To get home from the Lake Chapala Writers Group I take the directo from Ajijic to Guadalajara, I always ask the driver to drop me off by Parque Gallo where I catch my number 622.  Recently as I boarded an old faded blue and white bus it felt as though we had been hit from behind; I lurched, lost my balance and was thrown to the floor. I landed on another gentleman and then three other people fell on top of me. Too late I scrambled to retrieve my glasses, but they got stepped on. I held the bent frames when someone pulled me to my feet and a woman, whom I suspect was in her thirties, insisted I take her hard, yellow plastic seat; the yellow seats are reserved for “old people” and expectant mothers. I accepted, not because I am old, but because my face was bleeding and I felt a little unsteady.

Another bump, this time I nearly slid from my seat, directly behind our driver. Then I heard a tearing sound I looked over and saw our side mirror snap as an empty Busman employee bus scrapped alongside us. Our driver turned to the driver of the other bus and they exchanged words that exceed my Spanish vocabulary. The light turned green and suddenly both buses sped forward through the intersection. I and my fellow passengers were trapped in a bus racing down Calle Olimpia, we seemed to be competing with the other bus for some sort of medal. Our packed bus pushed forward against an empty Busman bus our group swayed helplessly and it surprised me that not one person begged to be let out, cursed or otherwise made a peep. Suddenly we came to an abrupt stop and again I nearly slid from my uncomfortable seat.  Both buses had stopped for the red light at Olimpia and Revolucion, no one breathed as the empty bus seemed to press against ours. We were hood to hood waiting for the green light, our driver yelled at the other driver who seemed more focused on the light than the words our driver hurled through his opened window.

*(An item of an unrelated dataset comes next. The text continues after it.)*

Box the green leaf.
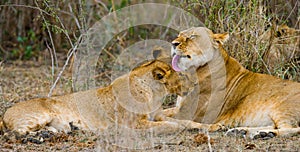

The light changed and I braced for the regular left turn; the aggressive Busman driver cut in front of our bus and headed up Revolucion against traffic, a quarter block and he swung left onto a narrow one way residential street, we were following close behind. By now our driver was on his cell phone and racing down the street narrowly missing parked cars. With one hand he steered and manually shifted his bus full of silent passengers as he yelled license plate numbers and other information into the phone clutched in his right hand.  Our crowded bus chased the empty bus down the normally quiet street I prayed that no child would dash out to retrieve a ball. Both buses sped through the darkening street, normally my bus would have made several stops by now, but we were not on our “normal” route. Without warning or slowing our driver swung his bus to the left and drove a couple blocks to our regular street. When he stopped, at a designated stop, everyone including myself, quickly and silently exited. Like a lemming I followed my fellow passengers to another old blue number 622 and dutifully handed my damp and crumpled bus ticket to the new driver.